Gazans saw the ICC's decision to seek the arrest of Israeli leaders for suspected war crimes as international recognition of the enclave's plight. But those queuing for bread at a bakery in the southern city of Khan Younis were doubtful it would have any impact.

"The decision will not be implemented because America protects Israel, and it can veto anything. Israel will not be held accountable," said Saber Abu Ghali, as he waited for his turn in the crowd.

Saeed Abu Youssef, 75, said even if justice were to arrive, it would be decades late: "We have been hearing decisions for more than 76 years that have not been implemented and haven't done anything for us."

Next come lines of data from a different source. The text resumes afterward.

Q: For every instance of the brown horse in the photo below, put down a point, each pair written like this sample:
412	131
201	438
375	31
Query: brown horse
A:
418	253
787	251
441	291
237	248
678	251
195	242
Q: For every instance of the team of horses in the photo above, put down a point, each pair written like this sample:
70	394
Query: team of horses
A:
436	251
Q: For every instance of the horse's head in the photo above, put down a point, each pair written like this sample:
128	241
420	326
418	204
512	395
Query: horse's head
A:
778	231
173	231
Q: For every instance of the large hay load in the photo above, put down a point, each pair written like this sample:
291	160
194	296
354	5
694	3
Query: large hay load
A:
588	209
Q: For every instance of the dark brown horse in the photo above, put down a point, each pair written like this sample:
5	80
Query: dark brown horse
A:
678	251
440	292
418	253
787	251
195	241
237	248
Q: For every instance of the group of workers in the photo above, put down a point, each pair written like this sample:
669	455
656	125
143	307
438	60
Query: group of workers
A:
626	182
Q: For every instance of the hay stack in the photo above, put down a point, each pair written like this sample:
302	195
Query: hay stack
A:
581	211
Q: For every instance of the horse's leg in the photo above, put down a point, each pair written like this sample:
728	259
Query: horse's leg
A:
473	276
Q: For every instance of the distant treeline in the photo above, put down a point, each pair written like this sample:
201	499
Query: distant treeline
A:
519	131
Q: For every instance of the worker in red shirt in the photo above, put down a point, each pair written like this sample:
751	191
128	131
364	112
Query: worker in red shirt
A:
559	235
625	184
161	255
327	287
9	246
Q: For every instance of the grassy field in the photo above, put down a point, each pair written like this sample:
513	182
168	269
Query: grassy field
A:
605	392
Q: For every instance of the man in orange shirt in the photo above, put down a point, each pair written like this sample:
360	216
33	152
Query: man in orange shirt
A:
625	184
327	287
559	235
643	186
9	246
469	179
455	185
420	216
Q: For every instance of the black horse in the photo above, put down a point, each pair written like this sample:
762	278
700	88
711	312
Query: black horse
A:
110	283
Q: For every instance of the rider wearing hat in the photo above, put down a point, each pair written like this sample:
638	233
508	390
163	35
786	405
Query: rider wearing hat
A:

Since Hamas's October 7th attack on Israel, nearly 44,000 Palestinians have been killed in Gaza, much of which has been laid to waste.

The court's prosecutors said there were reasonable grounds to believe Prime Minister Benjamin Netanyahu and former Defense Minister Yoav Gallant were criminally responsible for acts including murder, persecution, and starvation as a weapon of war, as part of a "widespread and systematic attack against the civilian population of Gaza".

The Hague-based court also ordered the arrest of the top Hamas commander Ibrahim Al-Masri, also known as Mohammed Deif. Israel says it has already killed him, which Hamas has not confirmed.

Israel says Hamas is to blame for all harm to Gaza's civilians, for operating among them, which Hamas denies.

Israeli politicians from across the political spectrum have denounced the ICC arrest warrants as biased and based on false evidence, and Israel says the court has no jurisdiction over the war. Hamas hailed the arrest warrants as a first step towards justice.

Efforts by Arab mediators Qatar and Egypt backed by the United States to conclude a ceasefire deal have stalled. Hamas wants a deal that ends the war, while Netanyahu has vowed the war can end only once Hamas is eradicated.